Climate change has been described as the long term alteration of weather patterns and their statistical distribution over a period of time. Weather patterns are never static, but experience variations from time to time. So, why should the world be concerned about climate change? Scientists have found out that these changes have been happening on a global scale, and at ranges above the normal variations. Studies have shown that the phenomenon results from contribution by both natural factors and human activities. Climate has now been considered one of the biggest challenges facing humanity and planet earth (Parry & IPCC, 2007). Burning of fossil fuel is a major human activity that has been considered to have major contribution to the variation in global climate (Storad, 2007).
Scientific studies have been conducted to ascertain the reasons behind the changes in the climate. The main cause has been found to be carbon dioxide gas. It was discovered that other gases within the atmosphere, in addition to dust and water vapor, also play a part towards the changes that have been experienced; but carbon dioxide ranks as the number one contributor to the changes. Before the connection between carbon dioxide and the fossil fuels is discussed, it would be important to know how the gas impacts on weather patterns. A critical fact to note is that the gas is classified as a green house gas. These are gases within the earth's atmosphere that allow solar radiation and heat energy to pass through, absorbing energy some of the energy (Parry & IPCC, 2007). Green house gases however, do not allow significant amounts of the heat energy radiated back from the earth, to pass through into the outer space. As a result, more heat remains within the atmosphere with the gases absorbing significant amount of the heat energy, and subsequently leading to a rise in global temperatures (IPCC, 2007).

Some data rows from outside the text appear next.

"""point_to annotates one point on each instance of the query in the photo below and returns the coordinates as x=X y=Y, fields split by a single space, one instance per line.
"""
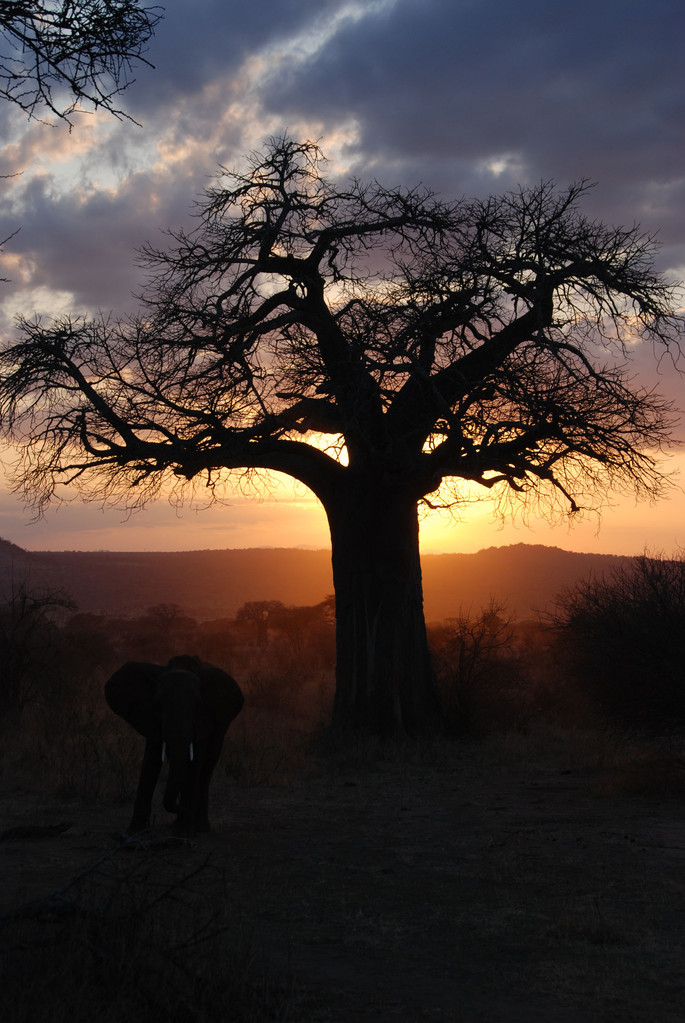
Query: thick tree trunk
x=384 y=677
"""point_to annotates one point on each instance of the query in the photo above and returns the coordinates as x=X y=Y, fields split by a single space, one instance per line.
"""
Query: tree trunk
x=384 y=677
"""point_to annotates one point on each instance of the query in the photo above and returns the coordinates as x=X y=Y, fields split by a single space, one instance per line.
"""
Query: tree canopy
x=374 y=344
x=55 y=54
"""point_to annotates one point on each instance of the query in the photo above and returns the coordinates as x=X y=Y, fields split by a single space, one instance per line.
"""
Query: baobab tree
x=380 y=346
x=55 y=54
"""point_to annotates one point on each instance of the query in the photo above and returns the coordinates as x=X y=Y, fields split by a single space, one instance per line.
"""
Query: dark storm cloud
x=468 y=97
x=201 y=40
x=444 y=90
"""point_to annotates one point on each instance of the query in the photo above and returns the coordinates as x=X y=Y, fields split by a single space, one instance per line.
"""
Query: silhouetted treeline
x=613 y=649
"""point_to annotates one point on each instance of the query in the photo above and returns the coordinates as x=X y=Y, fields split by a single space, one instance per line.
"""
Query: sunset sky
x=467 y=96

As a major green house gas, carbon dioxide's presence within the atmosphere is note worthy. Considerable increase in proportion of carbon dioxide would translate to proportional increases in the global temperatures. Since the early 19th century, the average temperature of the globe has been found to have risen by an estimated 20F; not at all a trivial proportion. At the same period of time, the amount of carbon dioxide within the atmosphere was discovered to have risen by 30% (Parry & IPCC, 2007). This staggering amount was postulated to have played a major role in the temperature rise. What could have caused such a substantial rise in global carbon dioxide composition? Scientists posed this question with the knowledge that, at the back of the answer, lay the reason behind climate change.
Energy is a vital and necessary factor for any form of human development. Much of the progress made around the world since the 19th century has been majorly attributed to the use of fossil fuels. These fuels are coal, oil and gas. Carbon is an element that is present in all living things. Fossil fuels being made up form dead organic matter are basically mainly composed of carbon (Storad, 2007). Being made up of carbon as a major component, the burning of these fuels during their use releases carbon dioxide as a byproduct. Not much of this knowledge was taken into consideration during this time until the late 20th century, when some changes became evident. Environmental concerns had by this time become crucial due to high pollution rates, with recognition of the negative impacts these had on human health and the environment.

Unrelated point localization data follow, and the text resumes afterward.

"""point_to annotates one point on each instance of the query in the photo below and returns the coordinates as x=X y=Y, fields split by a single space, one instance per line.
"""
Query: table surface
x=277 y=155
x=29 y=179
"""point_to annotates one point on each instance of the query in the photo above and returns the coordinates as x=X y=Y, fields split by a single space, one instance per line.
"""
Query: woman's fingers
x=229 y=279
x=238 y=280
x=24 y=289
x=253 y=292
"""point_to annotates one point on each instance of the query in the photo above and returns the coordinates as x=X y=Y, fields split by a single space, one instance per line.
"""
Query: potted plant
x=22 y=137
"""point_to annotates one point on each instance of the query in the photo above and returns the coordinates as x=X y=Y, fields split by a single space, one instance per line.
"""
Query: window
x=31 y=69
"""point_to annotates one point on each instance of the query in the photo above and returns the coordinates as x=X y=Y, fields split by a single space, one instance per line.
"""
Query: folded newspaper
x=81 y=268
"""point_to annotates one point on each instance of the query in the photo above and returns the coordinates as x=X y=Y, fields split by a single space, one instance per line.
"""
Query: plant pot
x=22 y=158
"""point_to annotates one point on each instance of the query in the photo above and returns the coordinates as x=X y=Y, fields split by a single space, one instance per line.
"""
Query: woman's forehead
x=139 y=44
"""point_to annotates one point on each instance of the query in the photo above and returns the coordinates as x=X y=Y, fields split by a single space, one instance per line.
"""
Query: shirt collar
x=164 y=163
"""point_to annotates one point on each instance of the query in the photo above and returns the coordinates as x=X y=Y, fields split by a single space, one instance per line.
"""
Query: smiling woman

Taking into account the large and wide scale use of these fuels around the world, scientists have revealed that these fuels are the major contributors of carbon dioxide emissions into the atmosphere. It is however, not the only green house gas emitted from the use of these fuels. Other green house gases found to emanate from these fuels include nitrogen oxides and sulfur dioxide (Storad, 2007). These too have great potency in trapping of heat within the atmosphere. Other human activities release carbon dioxide and other green house gases into the atmosphere especially the destruction and burning of forests. These anthropogenic activities are also significant to a lesser extent in comparison to the burning of fossil fuels. Adding insult to injury is a phrase that may be applied in describing their effect on the issue, as they only compound to the effect resulting from using these fuels.
Fossil fuels are by far the main source of energy around the globe. These non renewable energy resources are used to meet about 85% of the total global energy demands (Storad, 2007). Renewable sources of energy such as hydroelectricity, nuclear power and wind energy, do not release harmful emissions of greenhouse gases into the air, but they currently account for little of the total global energy. Burning of fossil fuels has released large deposits of carbon from the earth's crust that would not have found their way into the atmosphere. About 22 billion tonnes of the gas are released every year from using these fuels; with the US and China being the largest emitters (Storad, 2007).
Natural processes of such as photosynthesis and ocean activities have been estimated to absorb up to half of this amount, leaving behind a net rise of the global carbon dioxide of about 11 billion tonnes per annum (IPCC, 2007). Similar rises in other green house gases emitted from these fuels have also been recorded. Amounts of carbon and other green house gases are predicted to keep on rising as the world heavily relies on these fuels, exacerbating the climate change problem. The burning of fossil fuels has been found to be the leading cause of climate change as seen through the discussion. Human activities have been found to be of major contribution towards this global challenge as compared to natural factors. Burning of fossil fuels as source of energy is the human activity that has had profound impact on climate change. I definitely agree with the statement; climate change has had much of the contributing factors from the burning of fossil fuels.